Analysis, Design, Development, Implementation, Evaluate (ADDIE)
Star Moretz (Instructional Designer & Training Specialist, College of Engineering)
In the last blog, I briefly mentioned the long standing Instructional Design practice known by the acronym ADDIE. This method was created by The Center for Educational Technology at Florida State University in 1975, for use by the military.
This method is comprehensive and is widely used in higher academia. It is considered to be the gold standard and many simplified versions have sprung up since the inception. It requires extensive time and money to follow the proper protocol of this method. The process follows a specific step by step trajectory; as depicted:
1Image source: Water Bearing Learning
In a broad perspective, one possible negative aspect of the process is that each linear step must be addressed in sequence without any deviation. Another noteworthy mention is that this model stays in the direct hands of the Instructional Designer, where newer spin-offs of the method delegate responsibility for some tasks to stakeholders and users allowing for a faster completion timeframe.
As a faculty member, you might wonder “how can this technical application work for me”? By analyzing your current instructional process in a targeted field/topic/area of interest, you can assess any holes or gaps that are present in your teaching strategy. With the analysis information, you begin to contemplate how you might deliver the information in new or different formats that would reach a larger audience.
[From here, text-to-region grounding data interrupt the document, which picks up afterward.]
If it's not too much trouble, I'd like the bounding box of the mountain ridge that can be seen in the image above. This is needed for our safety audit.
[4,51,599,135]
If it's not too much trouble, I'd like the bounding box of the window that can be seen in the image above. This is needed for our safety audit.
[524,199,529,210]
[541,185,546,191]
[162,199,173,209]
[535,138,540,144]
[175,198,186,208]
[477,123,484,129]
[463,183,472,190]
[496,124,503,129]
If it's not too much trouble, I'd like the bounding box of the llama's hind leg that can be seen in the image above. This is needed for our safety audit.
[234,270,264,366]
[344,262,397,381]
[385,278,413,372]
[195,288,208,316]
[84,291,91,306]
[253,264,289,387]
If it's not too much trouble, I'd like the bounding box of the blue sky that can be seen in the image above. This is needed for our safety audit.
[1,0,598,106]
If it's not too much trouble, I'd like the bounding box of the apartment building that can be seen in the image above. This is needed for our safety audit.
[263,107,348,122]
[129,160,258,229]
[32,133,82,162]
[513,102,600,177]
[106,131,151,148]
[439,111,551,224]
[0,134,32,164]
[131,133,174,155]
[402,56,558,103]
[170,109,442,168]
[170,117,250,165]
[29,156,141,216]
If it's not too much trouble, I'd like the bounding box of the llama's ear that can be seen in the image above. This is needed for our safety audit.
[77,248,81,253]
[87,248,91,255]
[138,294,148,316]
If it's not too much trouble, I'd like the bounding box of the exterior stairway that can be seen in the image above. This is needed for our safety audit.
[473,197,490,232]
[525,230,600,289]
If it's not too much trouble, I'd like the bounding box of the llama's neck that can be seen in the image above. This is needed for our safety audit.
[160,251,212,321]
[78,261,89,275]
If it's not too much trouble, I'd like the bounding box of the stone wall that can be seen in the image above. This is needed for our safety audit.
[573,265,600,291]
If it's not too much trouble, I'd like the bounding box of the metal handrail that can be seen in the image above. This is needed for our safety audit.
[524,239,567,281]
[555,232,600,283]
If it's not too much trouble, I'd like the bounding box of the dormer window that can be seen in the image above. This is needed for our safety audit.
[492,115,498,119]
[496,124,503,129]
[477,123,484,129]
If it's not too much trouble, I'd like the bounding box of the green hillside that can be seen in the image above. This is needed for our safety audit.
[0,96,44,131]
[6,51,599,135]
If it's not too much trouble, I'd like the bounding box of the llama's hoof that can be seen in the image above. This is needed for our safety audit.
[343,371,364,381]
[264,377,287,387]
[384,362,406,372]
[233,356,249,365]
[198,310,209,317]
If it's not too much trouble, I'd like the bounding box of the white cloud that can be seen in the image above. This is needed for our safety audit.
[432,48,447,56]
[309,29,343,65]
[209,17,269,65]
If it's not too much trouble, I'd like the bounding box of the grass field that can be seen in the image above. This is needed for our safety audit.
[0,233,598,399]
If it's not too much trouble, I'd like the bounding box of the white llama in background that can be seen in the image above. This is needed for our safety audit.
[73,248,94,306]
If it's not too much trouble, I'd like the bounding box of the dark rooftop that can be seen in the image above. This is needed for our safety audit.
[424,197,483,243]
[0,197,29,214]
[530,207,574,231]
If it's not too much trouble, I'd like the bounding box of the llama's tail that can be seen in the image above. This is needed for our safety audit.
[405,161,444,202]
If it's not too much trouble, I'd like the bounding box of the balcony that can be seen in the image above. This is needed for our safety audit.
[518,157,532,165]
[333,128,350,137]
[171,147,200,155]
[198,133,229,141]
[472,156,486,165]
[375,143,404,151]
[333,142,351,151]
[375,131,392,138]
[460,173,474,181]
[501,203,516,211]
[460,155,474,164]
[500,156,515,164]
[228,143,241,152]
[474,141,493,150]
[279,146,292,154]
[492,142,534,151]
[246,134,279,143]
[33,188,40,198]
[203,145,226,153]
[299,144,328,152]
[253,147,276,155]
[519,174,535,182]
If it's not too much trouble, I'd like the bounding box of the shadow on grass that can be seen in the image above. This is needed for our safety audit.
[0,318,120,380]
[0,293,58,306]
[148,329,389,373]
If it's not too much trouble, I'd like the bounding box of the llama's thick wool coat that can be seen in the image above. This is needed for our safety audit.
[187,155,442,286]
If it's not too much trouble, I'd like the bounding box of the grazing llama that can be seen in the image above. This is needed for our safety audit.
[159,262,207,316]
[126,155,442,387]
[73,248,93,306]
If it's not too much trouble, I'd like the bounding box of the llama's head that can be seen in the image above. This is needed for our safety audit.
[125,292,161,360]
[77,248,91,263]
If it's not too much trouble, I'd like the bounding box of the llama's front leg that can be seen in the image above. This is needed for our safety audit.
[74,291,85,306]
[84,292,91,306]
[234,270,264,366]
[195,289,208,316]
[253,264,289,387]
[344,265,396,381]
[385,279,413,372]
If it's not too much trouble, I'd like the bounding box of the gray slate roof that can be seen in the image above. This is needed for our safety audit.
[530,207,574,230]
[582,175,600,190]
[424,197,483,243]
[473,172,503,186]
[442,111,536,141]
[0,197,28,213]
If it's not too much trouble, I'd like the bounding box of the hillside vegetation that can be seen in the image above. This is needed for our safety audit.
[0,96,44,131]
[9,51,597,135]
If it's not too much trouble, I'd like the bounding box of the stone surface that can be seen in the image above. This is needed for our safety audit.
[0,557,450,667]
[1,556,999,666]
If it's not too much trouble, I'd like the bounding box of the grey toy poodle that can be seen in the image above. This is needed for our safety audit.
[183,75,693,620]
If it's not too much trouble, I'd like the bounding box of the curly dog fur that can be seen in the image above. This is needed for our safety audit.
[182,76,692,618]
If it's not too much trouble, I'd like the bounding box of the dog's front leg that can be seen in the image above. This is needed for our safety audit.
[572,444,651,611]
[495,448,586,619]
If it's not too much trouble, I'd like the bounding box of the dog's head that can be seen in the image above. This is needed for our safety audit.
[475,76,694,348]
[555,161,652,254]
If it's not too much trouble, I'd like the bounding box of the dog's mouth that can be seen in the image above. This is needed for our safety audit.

Asking yourself questions like “am I offering every available mode of delivery; such as visual, auditory, and kinesthetic?”. This leads you to imagine all the ways you can transfer the knowledge, via videos, lectures, and hands-on activities. Not to mention, live and online labs, work study, internships, logs for reflection, blogs and vlogs pertaining to current events, discussion boards and field research. Wow, just think about all the ways to attain knowledge through the distribution of information. Now, you can begin to craft those ideas into lessons, activities, and assessments. After building your course material, you will implement the structures you have created into a classroom setting. Lastly, you will evaluate the success of your endeavor. Did you reach all possible demographics within your class with information that they could process? Did your methodology return positive results from your students? Take what you have learned from this cycle and go back to the analysis stage and proceed again to hone your skills as an instructional designer.